Die Dänen haben es mal wieder getan: eine Dramaserie produziert, die internationalen Ansprüchen vollkommen genügt. „1864“, das ab diesem Donnerstag bei arte zu sehen ist, wartet mit einer großen Liebesgeschichte vor historischem Hintergrund und einem prominenten Schauspielerensemble auf – und kann auch als Antwort auf Kriegsserien wie „Unsere Mütter unsere Väter“ gelesen werden.

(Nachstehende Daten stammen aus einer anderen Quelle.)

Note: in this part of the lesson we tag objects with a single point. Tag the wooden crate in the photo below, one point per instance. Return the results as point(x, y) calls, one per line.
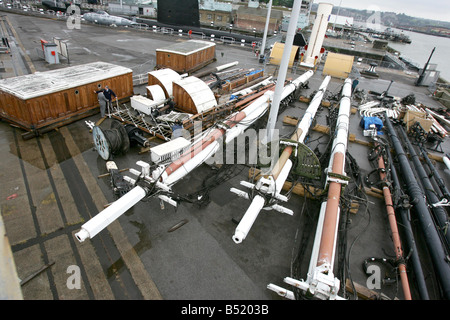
point(58, 97)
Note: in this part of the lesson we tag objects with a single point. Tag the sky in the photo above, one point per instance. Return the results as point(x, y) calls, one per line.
point(432, 9)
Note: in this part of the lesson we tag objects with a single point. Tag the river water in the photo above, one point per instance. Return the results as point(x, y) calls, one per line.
point(420, 48)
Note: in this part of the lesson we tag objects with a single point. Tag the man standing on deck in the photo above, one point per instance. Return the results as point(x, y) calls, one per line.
point(108, 93)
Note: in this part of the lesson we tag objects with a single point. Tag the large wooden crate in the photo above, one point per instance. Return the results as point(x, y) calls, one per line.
point(54, 98)
point(187, 56)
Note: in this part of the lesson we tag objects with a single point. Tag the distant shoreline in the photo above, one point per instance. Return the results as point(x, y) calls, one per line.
point(424, 32)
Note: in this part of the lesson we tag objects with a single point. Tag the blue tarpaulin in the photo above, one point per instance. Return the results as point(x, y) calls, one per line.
point(367, 121)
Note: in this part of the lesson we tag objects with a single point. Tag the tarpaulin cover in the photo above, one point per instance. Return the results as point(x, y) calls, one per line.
point(367, 121)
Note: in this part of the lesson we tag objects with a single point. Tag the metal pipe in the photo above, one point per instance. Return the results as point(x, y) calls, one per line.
point(336, 167)
point(104, 218)
point(233, 126)
point(320, 281)
point(431, 236)
point(394, 229)
point(439, 213)
point(437, 177)
point(273, 114)
point(266, 28)
point(282, 167)
point(404, 210)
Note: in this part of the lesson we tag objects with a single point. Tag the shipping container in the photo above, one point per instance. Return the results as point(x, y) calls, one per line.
point(187, 56)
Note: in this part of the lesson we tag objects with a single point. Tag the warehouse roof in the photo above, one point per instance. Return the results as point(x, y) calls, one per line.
point(187, 47)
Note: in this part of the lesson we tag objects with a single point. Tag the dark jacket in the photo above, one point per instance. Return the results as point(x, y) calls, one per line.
point(107, 93)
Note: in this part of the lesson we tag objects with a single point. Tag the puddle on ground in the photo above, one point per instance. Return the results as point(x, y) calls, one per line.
point(140, 247)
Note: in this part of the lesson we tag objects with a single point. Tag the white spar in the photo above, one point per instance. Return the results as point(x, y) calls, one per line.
point(273, 184)
point(321, 282)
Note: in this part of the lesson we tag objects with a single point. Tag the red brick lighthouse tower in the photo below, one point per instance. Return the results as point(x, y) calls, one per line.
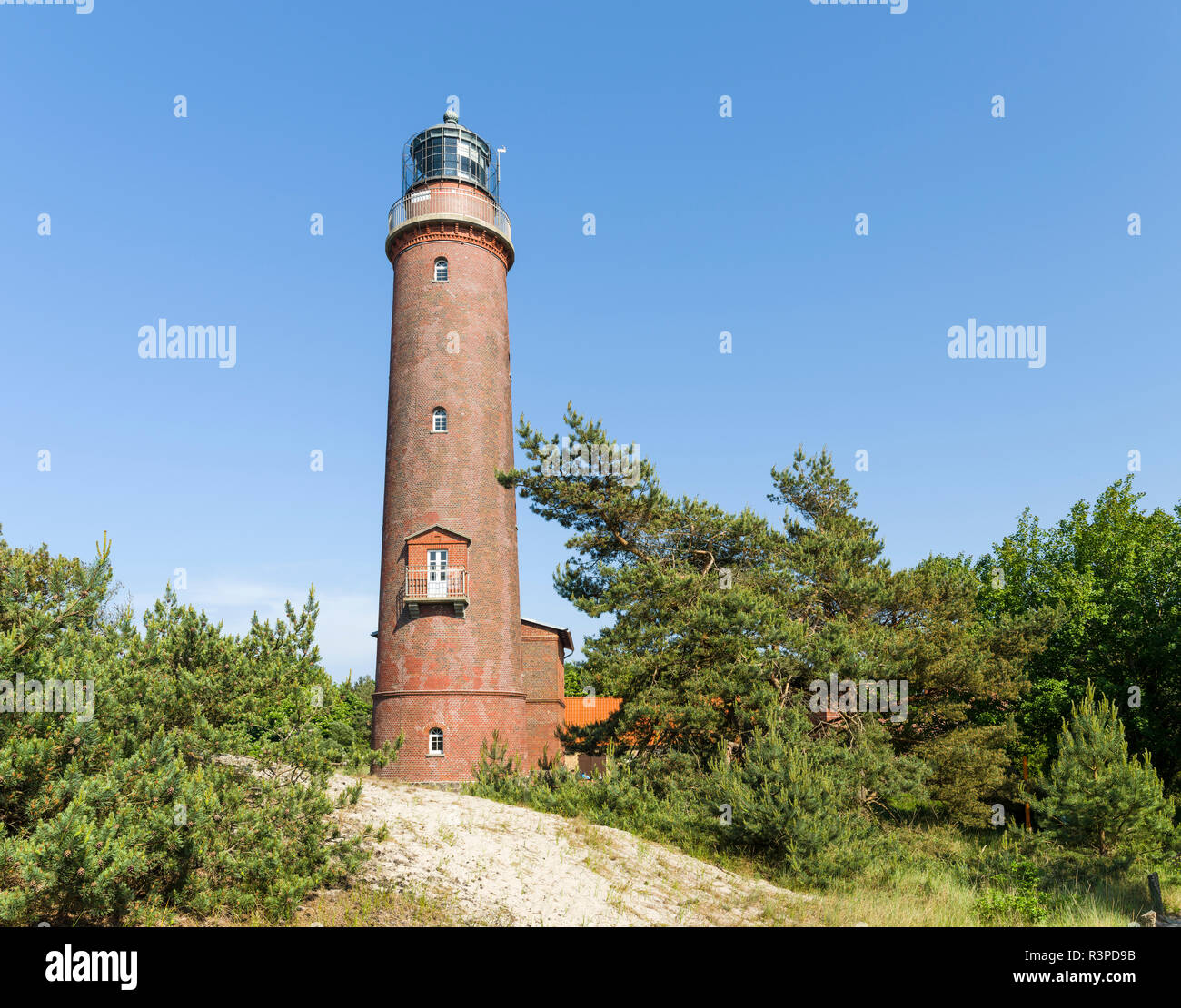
point(449, 666)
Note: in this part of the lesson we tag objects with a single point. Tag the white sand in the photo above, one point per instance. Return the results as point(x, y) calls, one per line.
point(500, 863)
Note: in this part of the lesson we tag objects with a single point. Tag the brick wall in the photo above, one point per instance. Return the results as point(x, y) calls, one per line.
point(544, 685)
point(449, 347)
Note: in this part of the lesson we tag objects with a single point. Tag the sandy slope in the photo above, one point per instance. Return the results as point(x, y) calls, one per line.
point(512, 865)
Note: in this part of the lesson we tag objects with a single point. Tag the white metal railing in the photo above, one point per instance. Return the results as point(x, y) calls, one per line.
point(423, 582)
point(452, 201)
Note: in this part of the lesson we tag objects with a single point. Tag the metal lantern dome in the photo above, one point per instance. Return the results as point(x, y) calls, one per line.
point(448, 150)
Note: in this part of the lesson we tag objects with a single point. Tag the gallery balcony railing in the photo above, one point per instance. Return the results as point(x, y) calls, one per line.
point(424, 585)
point(452, 201)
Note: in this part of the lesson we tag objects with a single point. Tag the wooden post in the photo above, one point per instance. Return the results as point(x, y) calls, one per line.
point(1154, 893)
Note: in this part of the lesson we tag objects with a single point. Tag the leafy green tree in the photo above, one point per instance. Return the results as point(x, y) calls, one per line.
point(574, 686)
point(1113, 573)
point(1098, 798)
point(806, 803)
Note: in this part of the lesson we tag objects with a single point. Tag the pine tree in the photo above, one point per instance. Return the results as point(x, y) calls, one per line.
point(1097, 796)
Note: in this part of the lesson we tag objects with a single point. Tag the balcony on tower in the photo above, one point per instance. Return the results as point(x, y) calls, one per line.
point(449, 173)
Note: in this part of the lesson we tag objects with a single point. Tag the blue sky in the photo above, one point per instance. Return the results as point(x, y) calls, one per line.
point(704, 224)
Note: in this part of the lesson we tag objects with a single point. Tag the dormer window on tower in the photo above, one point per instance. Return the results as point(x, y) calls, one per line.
point(436, 571)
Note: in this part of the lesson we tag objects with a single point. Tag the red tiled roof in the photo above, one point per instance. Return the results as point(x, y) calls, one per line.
point(590, 709)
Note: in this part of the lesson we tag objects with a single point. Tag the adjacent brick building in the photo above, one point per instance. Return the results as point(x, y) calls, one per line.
point(455, 660)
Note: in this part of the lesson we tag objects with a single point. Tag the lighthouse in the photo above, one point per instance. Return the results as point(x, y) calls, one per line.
point(455, 661)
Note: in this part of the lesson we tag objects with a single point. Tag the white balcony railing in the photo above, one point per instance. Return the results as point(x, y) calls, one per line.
point(425, 585)
point(452, 202)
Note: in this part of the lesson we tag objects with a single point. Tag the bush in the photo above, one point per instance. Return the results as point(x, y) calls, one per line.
point(103, 817)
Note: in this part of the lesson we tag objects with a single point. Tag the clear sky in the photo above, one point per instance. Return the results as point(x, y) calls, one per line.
point(704, 224)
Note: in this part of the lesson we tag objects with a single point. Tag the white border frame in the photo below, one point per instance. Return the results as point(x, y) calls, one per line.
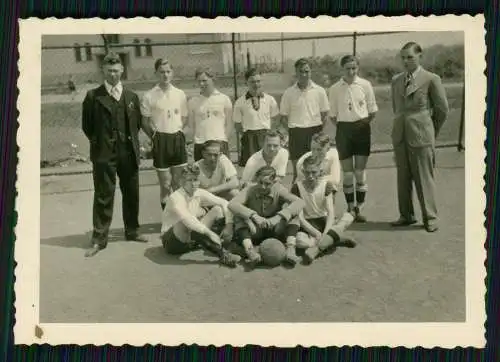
point(27, 247)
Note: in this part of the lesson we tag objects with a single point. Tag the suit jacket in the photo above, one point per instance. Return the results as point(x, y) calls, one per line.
point(420, 109)
point(97, 122)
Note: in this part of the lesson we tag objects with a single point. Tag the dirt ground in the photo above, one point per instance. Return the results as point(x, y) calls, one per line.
point(404, 275)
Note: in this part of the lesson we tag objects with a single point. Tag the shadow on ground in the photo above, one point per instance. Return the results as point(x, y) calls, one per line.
point(157, 255)
point(82, 241)
point(382, 226)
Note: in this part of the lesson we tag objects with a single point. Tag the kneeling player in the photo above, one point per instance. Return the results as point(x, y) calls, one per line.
point(262, 211)
point(217, 173)
point(187, 226)
point(318, 216)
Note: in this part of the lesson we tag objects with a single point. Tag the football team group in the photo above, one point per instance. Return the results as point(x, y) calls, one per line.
point(205, 203)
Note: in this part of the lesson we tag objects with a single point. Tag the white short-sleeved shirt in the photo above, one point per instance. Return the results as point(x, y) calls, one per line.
point(352, 102)
point(330, 167)
point(166, 108)
point(304, 107)
point(184, 208)
point(256, 161)
point(222, 173)
point(254, 119)
point(209, 114)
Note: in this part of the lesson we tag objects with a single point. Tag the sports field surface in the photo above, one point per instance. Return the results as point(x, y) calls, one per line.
point(403, 275)
point(61, 120)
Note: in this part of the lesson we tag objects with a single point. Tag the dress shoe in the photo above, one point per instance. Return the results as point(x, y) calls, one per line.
point(136, 237)
point(431, 228)
point(93, 250)
point(403, 222)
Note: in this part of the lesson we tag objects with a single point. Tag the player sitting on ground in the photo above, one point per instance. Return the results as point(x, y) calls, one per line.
point(262, 211)
point(187, 226)
point(318, 216)
point(325, 156)
point(217, 173)
point(272, 154)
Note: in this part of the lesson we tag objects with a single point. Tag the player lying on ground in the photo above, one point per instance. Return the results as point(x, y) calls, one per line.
point(217, 173)
point(272, 154)
point(187, 226)
point(318, 216)
point(263, 211)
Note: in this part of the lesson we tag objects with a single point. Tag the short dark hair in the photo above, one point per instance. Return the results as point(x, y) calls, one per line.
point(111, 58)
point(266, 171)
point(161, 61)
point(322, 138)
point(210, 143)
point(412, 45)
point(204, 70)
point(347, 59)
point(309, 161)
point(302, 62)
point(190, 169)
point(271, 133)
point(251, 72)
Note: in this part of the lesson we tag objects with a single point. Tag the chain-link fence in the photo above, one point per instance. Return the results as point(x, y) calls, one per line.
point(71, 64)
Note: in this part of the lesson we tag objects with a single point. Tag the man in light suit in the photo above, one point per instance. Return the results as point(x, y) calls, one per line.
point(111, 120)
point(421, 108)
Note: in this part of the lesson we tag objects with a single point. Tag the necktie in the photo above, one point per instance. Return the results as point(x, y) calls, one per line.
point(115, 93)
point(408, 79)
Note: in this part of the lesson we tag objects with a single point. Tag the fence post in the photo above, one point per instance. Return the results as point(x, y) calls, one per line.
point(460, 145)
point(235, 83)
point(282, 53)
point(354, 38)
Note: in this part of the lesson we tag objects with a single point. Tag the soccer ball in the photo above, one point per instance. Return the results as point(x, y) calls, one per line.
point(304, 241)
point(272, 251)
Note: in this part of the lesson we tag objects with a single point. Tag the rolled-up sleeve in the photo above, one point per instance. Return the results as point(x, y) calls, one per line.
point(332, 99)
point(371, 103)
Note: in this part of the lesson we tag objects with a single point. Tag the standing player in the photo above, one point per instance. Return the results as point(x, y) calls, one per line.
point(254, 114)
point(304, 109)
point(210, 114)
point(353, 108)
point(217, 173)
point(186, 225)
point(318, 216)
point(325, 156)
point(164, 112)
point(421, 108)
point(272, 154)
point(262, 211)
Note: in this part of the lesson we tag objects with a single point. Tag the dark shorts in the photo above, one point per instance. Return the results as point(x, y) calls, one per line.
point(319, 223)
point(174, 246)
point(169, 149)
point(299, 140)
point(353, 139)
point(281, 232)
point(224, 147)
point(251, 142)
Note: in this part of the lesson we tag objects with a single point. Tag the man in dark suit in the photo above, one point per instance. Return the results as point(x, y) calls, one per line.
point(421, 108)
point(111, 120)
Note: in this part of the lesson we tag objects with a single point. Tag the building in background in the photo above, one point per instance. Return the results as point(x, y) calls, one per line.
point(78, 58)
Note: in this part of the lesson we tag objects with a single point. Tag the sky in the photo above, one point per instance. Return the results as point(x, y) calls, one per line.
point(298, 48)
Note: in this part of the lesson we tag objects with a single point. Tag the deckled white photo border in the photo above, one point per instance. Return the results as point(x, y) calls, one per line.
point(27, 246)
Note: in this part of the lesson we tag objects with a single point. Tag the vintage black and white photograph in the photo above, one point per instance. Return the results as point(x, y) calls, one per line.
point(222, 174)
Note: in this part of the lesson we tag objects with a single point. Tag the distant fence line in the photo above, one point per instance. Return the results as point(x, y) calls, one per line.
point(228, 62)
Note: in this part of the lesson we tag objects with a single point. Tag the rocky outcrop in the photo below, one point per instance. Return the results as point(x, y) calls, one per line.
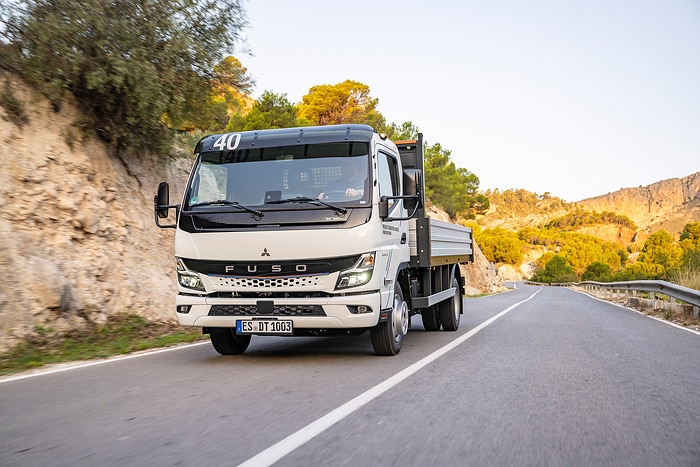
point(668, 204)
point(78, 240)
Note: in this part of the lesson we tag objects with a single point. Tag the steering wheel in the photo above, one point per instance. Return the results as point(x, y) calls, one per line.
point(335, 195)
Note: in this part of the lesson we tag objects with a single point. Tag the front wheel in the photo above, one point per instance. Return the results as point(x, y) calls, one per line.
point(227, 342)
point(387, 336)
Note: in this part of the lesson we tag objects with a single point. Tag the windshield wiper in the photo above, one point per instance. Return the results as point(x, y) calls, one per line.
point(257, 215)
point(303, 199)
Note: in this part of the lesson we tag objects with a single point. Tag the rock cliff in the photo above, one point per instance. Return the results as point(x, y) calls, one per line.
point(668, 204)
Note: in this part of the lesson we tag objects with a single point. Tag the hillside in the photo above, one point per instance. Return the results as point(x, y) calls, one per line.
point(668, 204)
point(79, 241)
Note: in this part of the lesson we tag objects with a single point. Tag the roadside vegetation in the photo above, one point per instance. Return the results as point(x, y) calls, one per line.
point(121, 334)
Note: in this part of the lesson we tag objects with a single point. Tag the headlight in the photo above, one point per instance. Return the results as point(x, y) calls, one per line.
point(187, 278)
point(359, 274)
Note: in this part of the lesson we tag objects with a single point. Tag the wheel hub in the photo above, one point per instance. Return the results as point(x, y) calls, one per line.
point(399, 317)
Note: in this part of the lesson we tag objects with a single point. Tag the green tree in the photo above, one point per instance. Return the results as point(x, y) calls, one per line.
point(402, 132)
point(659, 254)
point(556, 270)
point(597, 271)
point(270, 111)
point(690, 236)
point(453, 189)
point(346, 102)
point(129, 63)
point(500, 245)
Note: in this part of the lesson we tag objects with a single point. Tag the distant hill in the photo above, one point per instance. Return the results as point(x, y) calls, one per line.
point(668, 204)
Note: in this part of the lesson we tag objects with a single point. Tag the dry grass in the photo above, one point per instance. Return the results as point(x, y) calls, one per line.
point(687, 277)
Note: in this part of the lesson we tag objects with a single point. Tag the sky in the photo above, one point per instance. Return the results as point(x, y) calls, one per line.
point(577, 98)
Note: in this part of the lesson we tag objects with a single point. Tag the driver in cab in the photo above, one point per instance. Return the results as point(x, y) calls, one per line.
point(351, 183)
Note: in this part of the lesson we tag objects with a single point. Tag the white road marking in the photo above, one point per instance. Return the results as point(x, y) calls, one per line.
point(280, 449)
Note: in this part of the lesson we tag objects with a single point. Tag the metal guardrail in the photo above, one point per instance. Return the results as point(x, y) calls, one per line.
point(678, 292)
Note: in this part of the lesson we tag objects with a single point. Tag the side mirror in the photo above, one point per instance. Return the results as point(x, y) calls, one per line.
point(161, 206)
point(412, 183)
point(162, 200)
point(383, 207)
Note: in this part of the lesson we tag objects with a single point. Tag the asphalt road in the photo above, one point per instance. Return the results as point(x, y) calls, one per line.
point(533, 377)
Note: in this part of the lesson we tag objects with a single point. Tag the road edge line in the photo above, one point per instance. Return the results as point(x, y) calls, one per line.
point(280, 449)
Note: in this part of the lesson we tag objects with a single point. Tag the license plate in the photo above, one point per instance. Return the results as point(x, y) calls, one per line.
point(264, 326)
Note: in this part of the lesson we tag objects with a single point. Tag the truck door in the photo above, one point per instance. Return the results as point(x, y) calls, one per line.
point(394, 233)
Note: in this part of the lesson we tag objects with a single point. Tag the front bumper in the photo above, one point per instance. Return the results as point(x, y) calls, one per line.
point(336, 312)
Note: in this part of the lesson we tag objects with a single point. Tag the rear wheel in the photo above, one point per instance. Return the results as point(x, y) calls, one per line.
point(227, 342)
point(387, 336)
point(451, 310)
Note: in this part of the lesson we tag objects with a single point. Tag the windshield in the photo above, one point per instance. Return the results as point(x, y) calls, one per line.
point(335, 173)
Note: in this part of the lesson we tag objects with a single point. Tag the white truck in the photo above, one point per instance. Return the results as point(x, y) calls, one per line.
point(269, 241)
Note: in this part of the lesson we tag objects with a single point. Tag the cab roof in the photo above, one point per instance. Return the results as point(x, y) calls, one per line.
point(285, 137)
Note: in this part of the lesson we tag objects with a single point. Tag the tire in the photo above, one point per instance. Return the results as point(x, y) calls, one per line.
point(451, 310)
point(227, 342)
point(387, 336)
point(431, 318)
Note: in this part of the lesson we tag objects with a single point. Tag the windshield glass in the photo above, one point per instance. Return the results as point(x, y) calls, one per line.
point(335, 173)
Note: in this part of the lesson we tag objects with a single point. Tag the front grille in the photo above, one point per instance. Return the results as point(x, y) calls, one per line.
point(287, 282)
point(277, 310)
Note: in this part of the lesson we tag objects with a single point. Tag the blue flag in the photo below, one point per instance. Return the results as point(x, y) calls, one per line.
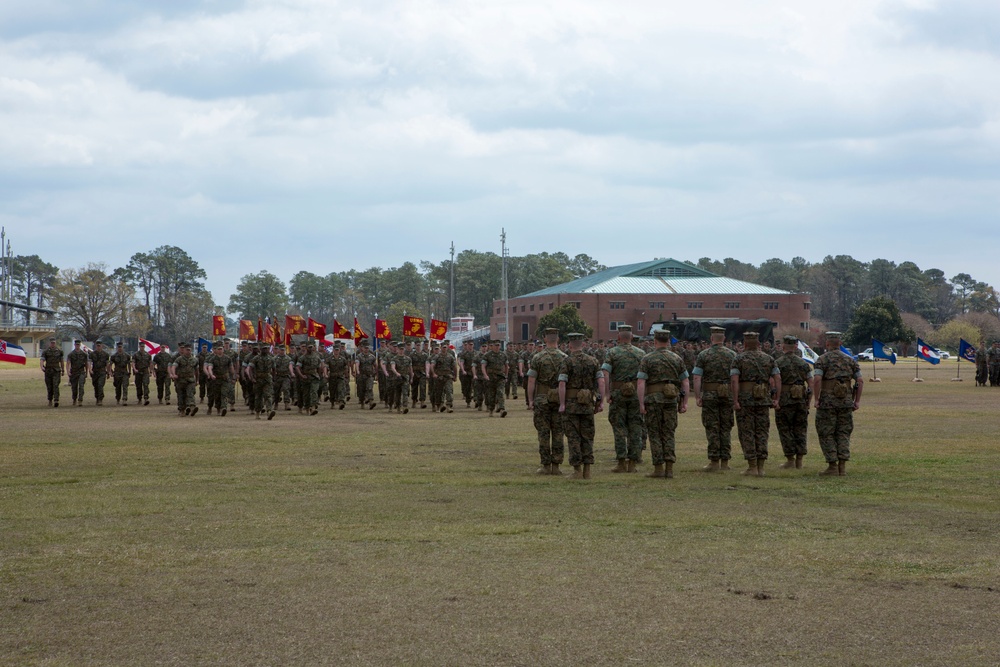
point(966, 351)
point(878, 351)
point(927, 353)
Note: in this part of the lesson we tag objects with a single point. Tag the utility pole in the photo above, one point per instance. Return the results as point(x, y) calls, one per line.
point(451, 292)
point(504, 295)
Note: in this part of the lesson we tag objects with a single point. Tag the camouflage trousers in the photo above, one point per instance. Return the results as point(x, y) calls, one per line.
point(466, 382)
point(418, 388)
point(494, 393)
point(282, 390)
point(142, 385)
point(753, 423)
point(121, 388)
point(77, 382)
point(52, 380)
point(717, 418)
point(365, 388)
point(834, 427)
point(98, 382)
point(162, 386)
point(661, 423)
point(792, 422)
point(217, 393)
point(579, 431)
point(263, 393)
point(548, 425)
point(185, 394)
point(626, 424)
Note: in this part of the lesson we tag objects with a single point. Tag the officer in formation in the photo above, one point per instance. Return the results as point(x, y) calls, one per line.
point(836, 402)
point(621, 366)
point(581, 391)
point(791, 415)
point(754, 382)
point(543, 399)
point(78, 362)
point(53, 367)
point(662, 390)
point(184, 370)
point(712, 392)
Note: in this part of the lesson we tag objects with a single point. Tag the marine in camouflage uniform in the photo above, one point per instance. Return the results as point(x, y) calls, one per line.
point(99, 362)
point(581, 388)
point(712, 393)
point(836, 403)
point(121, 366)
point(142, 362)
point(52, 366)
point(261, 368)
point(364, 364)
point(185, 370)
point(792, 414)
point(338, 371)
point(620, 367)
point(77, 362)
point(662, 387)
point(418, 387)
point(282, 378)
point(543, 396)
point(161, 366)
point(218, 367)
point(494, 370)
point(466, 366)
point(445, 371)
point(401, 371)
point(755, 381)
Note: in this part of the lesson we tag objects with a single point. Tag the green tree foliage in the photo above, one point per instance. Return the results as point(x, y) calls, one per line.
point(880, 318)
point(567, 319)
point(259, 295)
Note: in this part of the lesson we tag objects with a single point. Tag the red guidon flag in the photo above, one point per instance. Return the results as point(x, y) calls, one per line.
point(246, 330)
point(414, 326)
point(316, 329)
point(359, 333)
point(439, 329)
point(340, 331)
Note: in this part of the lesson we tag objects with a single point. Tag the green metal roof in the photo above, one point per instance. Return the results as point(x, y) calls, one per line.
point(657, 268)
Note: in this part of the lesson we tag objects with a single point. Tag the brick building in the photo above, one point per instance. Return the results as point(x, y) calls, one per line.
point(640, 294)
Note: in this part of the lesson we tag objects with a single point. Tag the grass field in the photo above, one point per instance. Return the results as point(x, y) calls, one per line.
point(131, 537)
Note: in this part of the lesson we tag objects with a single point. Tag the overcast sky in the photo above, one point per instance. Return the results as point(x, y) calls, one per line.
point(326, 135)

Europäische Serien über historische Ereignisse, die eine Jahreszahl als Titel tragen, sind in jüngster Zeit in Mode. Nach „1992“ von Sky Italia findet nun auch die dänische Serie „1864“ ihren Weg nach Deutschland, zu arte, das auch als Koproduzent diente. Mit mehr als 170 Millionen Kronen (etwa 23 Millionen Euro) ist es die teuerste dänische TV-Serie aller Zeiten, bemerkenswerterweise kamen davon rund 100 Millionen direkt vom Staat, nämlich vom Kulturministerium. Und tatsächlich scheint die Produktion so etwas wie eine nationale Angelegenheit gewesen zu sein, erzählt sie doch auf populäre Weise vom vielleicht wichtigsten Ereignis in der (jüngeren) dänischen Geschichte: dem Verlust Schleswigs an Preußen im Deutsch-Dänischen Krieg. Dadurch verlor Dänemark zwar einen großen Teil seines Hoheitsgebiets, andererseits gilt dies aber auch als Geburtsstunde des dänischen Nationalstaats, da man sich zwangsweise von den deutschsprachigen Volksgruppen trennen musste.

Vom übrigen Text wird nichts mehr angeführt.